Tourist arrivals to Britain from the Gulf and the Middle East registered a steady two per cent increase in 1999.

The 2000 projection is another rise of at least one or two per cent, with the total visitors from the Middle East to Britain being 428,000 broken up into Saudi Arabia 114,000, UAE 101,000 and other GCC countries 103,000. Visitors from other Arab countries add up to 60,000 with an additional 50,000 from Egypt.

Miller points out that selling Britain to visitors from the Middle East is far removed from the days when London's history and pomp were the great attraction of the United Kingdom.

While London - with 56 per cent of visitors - is still the jewel in the tourist crown, many seasoned and educated travellers now seek more than Changing the Guards, Big Ben, Madame Tussaud's and a Thames river trip, heading increasingly for the popular and accessible regional areas.

From the Middle East, Emirates now flies daily to Birmingham. This means that Stratford on Avon, Oxfordshire and the Cotswolds are very accessible while Emirates flights to Manchester see the North West of England also easily reached including Blackpool. And of course Manchester will be host city for next year's Commonwealth Games.

"With good road and rail links and frequent internal flights as well, all parts of the United Kingdom are within easy reach with increasing interest in Northern Ireland, Scotland, particularly Edinburgh, as well as parts of Wales," says Miller.

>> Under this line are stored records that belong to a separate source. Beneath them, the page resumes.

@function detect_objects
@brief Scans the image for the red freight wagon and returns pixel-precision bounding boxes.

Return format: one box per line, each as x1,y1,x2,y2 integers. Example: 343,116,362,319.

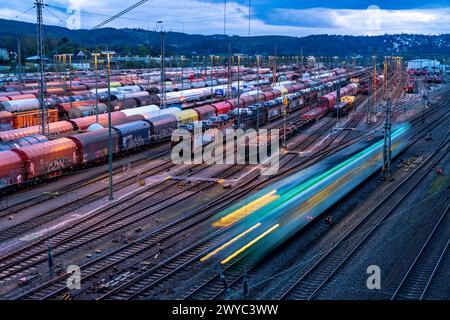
212,101,232,115
300,107,327,120
7,94,36,100
241,96,256,108
0,111,14,131
0,150,25,189
14,138,77,180
13,109,58,129
69,111,126,130
263,91,275,101
68,129,120,164
194,105,216,120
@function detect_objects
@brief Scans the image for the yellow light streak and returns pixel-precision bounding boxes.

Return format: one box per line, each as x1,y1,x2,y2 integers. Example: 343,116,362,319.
220,224,280,264
200,222,261,262
213,190,280,227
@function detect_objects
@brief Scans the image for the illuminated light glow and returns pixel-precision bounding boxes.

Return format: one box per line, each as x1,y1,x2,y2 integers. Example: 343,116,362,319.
200,222,261,262
213,190,280,227
220,224,280,264
276,125,409,204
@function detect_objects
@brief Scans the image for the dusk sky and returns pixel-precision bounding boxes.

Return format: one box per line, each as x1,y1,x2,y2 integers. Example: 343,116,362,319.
0,0,450,36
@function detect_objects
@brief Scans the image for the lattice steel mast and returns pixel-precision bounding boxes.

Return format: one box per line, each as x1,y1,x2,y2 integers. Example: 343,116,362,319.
35,0,49,135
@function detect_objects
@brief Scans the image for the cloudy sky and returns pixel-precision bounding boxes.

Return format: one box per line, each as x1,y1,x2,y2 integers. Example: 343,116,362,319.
0,0,450,36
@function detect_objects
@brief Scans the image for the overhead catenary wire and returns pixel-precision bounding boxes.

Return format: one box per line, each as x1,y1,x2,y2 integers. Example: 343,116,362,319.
91,0,148,30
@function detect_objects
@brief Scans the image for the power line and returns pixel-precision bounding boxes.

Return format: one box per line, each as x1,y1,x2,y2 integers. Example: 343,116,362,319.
15,6,36,18
91,0,148,30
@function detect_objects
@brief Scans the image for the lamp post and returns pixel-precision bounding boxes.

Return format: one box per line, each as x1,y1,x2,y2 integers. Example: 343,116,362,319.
237,54,241,129
92,53,101,122
256,55,261,134
102,51,115,201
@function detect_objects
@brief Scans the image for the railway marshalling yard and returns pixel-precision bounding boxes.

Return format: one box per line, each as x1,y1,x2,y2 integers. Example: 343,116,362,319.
0,67,450,300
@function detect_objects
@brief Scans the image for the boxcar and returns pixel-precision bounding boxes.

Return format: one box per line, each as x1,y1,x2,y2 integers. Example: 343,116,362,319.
68,129,120,164
0,111,14,131
13,138,78,180
0,151,25,189
193,105,216,120
175,109,198,124
147,114,178,141
113,121,151,151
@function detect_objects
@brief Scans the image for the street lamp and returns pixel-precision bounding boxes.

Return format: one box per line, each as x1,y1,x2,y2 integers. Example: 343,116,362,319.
102,51,115,201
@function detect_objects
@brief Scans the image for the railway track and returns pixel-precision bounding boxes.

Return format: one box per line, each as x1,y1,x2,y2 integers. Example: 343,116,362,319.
391,206,450,300
91,93,386,299
0,156,178,241
0,146,171,218
275,126,448,300
5,79,444,298
0,165,240,288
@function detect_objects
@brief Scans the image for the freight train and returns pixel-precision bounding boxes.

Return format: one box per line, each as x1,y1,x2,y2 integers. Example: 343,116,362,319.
200,124,410,268
0,72,366,189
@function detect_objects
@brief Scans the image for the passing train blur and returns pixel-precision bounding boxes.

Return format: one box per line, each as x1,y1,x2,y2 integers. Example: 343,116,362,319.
200,124,410,266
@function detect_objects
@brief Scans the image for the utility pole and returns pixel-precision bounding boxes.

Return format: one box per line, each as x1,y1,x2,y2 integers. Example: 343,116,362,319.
335,82,341,128
371,52,377,112
102,51,115,201
157,21,166,108
237,54,241,129
67,54,73,108
256,55,260,131
92,53,101,122
17,38,22,92
383,57,388,99
382,97,392,180
209,55,214,104
35,0,49,135
366,79,372,124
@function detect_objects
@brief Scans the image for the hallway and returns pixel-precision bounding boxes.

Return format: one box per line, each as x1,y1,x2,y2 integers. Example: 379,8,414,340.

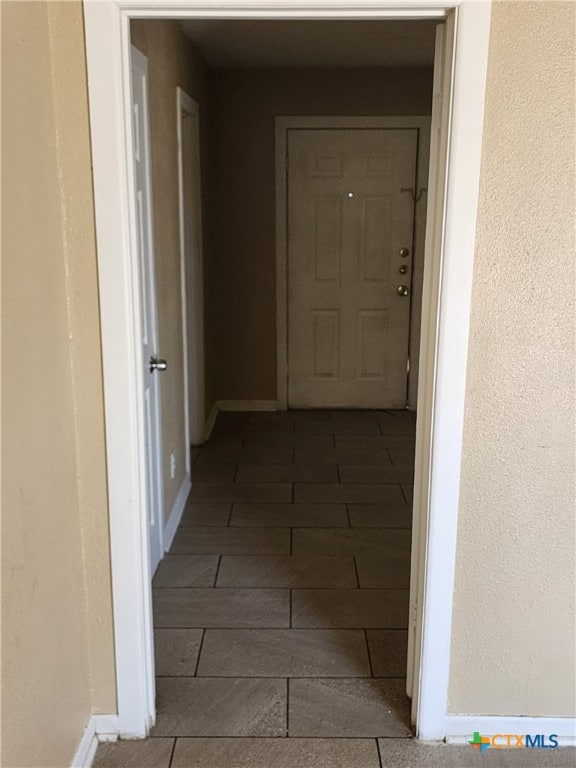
97,404,415,768
94,411,569,768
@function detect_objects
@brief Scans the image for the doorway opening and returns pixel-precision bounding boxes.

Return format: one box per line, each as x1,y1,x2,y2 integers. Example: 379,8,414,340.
86,3,486,738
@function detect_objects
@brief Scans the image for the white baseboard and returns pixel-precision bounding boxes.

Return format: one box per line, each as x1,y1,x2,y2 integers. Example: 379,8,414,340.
71,715,119,768
446,715,576,746
164,477,192,552
206,400,279,440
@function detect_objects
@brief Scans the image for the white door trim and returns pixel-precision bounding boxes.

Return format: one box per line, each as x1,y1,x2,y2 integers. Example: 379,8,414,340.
276,115,430,410
176,87,206,450
84,0,491,739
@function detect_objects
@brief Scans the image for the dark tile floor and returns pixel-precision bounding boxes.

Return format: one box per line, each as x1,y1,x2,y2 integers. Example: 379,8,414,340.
94,411,572,768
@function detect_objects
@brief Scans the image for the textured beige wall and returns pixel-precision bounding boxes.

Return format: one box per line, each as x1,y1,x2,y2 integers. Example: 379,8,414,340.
449,2,576,716
1,0,116,768
131,20,206,498
206,69,432,400
131,20,207,504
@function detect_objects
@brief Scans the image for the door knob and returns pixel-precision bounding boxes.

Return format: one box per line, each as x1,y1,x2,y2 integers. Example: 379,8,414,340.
150,357,168,373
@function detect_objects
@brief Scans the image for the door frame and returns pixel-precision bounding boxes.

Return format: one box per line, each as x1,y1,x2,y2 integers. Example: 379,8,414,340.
176,86,206,450
84,0,491,740
276,115,430,410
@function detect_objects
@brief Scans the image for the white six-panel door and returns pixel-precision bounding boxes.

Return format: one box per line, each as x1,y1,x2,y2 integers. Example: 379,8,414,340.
288,129,418,408
132,47,163,574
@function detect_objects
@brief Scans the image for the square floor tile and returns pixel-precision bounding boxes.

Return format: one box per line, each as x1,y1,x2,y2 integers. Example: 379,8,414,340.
378,414,416,439
338,464,414,483
288,679,412,738
92,739,174,768
190,483,292,501
402,483,414,506
172,739,382,768
294,483,406,504
292,528,411,558
334,435,414,450
180,504,232,526
236,464,338,483
388,447,415,467
154,589,290,627
154,627,202,677
244,430,334,451
198,629,370,677
294,448,392,465
194,445,293,464
230,503,348,528
366,629,408,677
348,504,412,528
154,677,287,736
356,549,410,589
190,464,236,483
292,589,408,629
216,555,357,588
152,555,218,588
170,527,290,555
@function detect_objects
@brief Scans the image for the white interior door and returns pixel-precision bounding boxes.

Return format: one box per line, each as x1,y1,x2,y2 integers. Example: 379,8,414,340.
176,88,206,448
132,47,166,574
288,129,418,408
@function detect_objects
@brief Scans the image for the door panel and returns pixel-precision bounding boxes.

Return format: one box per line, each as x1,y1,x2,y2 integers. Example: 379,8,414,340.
132,48,163,574
288,129,418,408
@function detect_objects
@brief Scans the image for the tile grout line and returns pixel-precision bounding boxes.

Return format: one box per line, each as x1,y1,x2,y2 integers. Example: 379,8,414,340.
364,629,374,677
212,555,222,589
194,629,206,677
375,739,384,768
168,738,178,768
352,555,360,589
156,672,406,680
286,677,290,738
398,483,408,504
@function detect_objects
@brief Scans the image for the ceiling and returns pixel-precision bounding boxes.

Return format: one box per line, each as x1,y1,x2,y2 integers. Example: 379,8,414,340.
180,20,437,68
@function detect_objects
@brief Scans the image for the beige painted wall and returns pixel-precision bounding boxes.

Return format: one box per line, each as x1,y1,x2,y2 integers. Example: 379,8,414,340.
0,0,116,768
131,20,209,519
206,69,432,400
450,2,576,716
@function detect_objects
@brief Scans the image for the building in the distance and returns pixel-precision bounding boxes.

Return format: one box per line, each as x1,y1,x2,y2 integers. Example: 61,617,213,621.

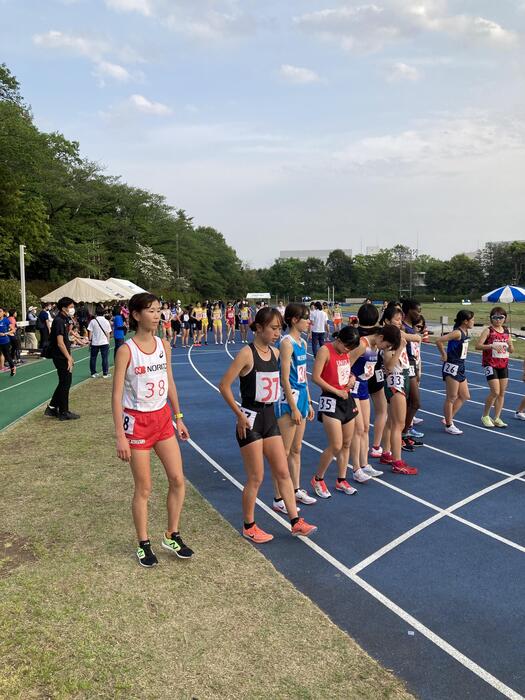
279,248,352,262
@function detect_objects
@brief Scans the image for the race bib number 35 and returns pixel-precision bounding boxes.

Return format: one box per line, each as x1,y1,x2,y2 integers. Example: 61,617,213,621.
297,365,306,384
122,413,135,435
255,372,281,403
319,396,337,413
386,374,405,391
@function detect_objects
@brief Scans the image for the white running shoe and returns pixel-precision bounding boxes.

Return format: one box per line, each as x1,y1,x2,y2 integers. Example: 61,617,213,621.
361,464,384,476
352,467,371,484
295,489,317,506
272,498,301,515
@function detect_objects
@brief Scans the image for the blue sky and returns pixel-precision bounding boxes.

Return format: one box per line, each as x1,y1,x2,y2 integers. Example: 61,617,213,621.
0,0,525,265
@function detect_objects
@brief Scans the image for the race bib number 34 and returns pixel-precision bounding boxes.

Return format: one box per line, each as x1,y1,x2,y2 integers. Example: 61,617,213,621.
255,372,281,403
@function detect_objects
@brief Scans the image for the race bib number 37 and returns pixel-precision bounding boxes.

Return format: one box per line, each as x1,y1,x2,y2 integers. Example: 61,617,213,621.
255,372,281,403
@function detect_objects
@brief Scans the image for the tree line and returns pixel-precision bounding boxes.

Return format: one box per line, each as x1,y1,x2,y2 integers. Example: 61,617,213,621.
0,64,525,301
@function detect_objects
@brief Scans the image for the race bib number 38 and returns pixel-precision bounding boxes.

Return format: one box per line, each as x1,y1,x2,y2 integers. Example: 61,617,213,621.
255,372,281,403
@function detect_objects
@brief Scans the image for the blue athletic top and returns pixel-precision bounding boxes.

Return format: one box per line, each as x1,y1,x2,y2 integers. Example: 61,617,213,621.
0,316,11,345
275,335,309,418
447,328,469,365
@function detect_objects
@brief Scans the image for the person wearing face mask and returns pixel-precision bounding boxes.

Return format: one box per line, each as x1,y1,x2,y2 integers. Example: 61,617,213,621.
44,297,80,420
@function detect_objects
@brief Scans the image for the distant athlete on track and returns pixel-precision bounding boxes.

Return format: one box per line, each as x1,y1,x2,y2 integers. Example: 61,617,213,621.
476,306,514,428
112,292,193,568
436,309,474,435
219,307,317,544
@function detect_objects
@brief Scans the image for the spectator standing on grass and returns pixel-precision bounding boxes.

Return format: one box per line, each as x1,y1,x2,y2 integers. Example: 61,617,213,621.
44,297,80,420
36,303,51,355
9,309,24,365
26,306,38,352
113,305,126,361
88,306,111,379
310,301,328,357
0,306,16,376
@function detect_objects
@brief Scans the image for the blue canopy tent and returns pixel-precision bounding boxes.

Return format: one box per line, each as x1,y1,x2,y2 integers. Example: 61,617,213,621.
481,284,525,331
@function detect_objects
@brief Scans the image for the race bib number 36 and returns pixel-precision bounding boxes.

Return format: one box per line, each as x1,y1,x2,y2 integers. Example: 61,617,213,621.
319,396,337,413
255,372,281,403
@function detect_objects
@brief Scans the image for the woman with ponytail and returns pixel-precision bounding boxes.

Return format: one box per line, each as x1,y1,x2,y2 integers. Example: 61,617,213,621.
436,309,474,435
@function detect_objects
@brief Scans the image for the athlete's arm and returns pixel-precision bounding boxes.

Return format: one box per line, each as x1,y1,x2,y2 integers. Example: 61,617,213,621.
312,345,348,399
219,347,253,439
383,338,407,372
476,328,493,350
162,340,190,440
280,340,302,425
436,329,461,362
111,345,131,462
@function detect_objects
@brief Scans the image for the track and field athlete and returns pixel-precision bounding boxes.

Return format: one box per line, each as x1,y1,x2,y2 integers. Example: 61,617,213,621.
401,299,424,447
224,302,235,345
332,302,343,333
379,305,418,476
357,304,388,459
112,292,193,567
476,306,514,428
436,309,474,435
219,307,317,544
239,302,252,343
180,306,191,348
350,316,401,483
310,326,363,498
273,304,317,513
212,304,222,345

"In this global world of travel people now know where Britain is and many seek more than just the capital including gardens, sports and general leisure and of course education steers a lot of people towards the United Kingdom. Shopping and medical visits also play a major role."

The average individual spending of Middle East visitors is more than 1,500 pound sterling per visit which is three times the average, putting regional visitors at the top of the Big Spenders League.

The policy of the BTA in Dubai is to promote Britain to all nationalities and not just to Arabs.

"Our priority is to promote Britain to people travelling from the Middle East and our sales figures show a breakdown of 15 per cent Arabs, 50 per cent Asians and 35 per cent other nationalities," he says.

"Our staff of six in Dubai cover the whole region, though our two main markets are the UAE and Saudi Arabia. We work with people in the travel trade, embassies and airlines through literature - in both English and Arabic - and private individuals and consumers also visit our office."

Miller says the BTA does not have a specific product other than Britain, and to help provide full information the Scottish, Northern Ireland, Welsh and London Tourist Boards are milestone partners, in addition to the English Tourism Council.

However global tourism is ever evolving, and new attractions which will appeal to many visitors include the 19 million pound Bath Spa project to be launched next year with the re-opening of the city's spas for the first time since 1978.

"With its state-of-the-art spa, world class architecture, museums, shopping and outstanding countryside Bath will offer the ideal environment for health tourists, with a growing number of people worldwide now combining vacations with the pursuit of health and well being," says Miller.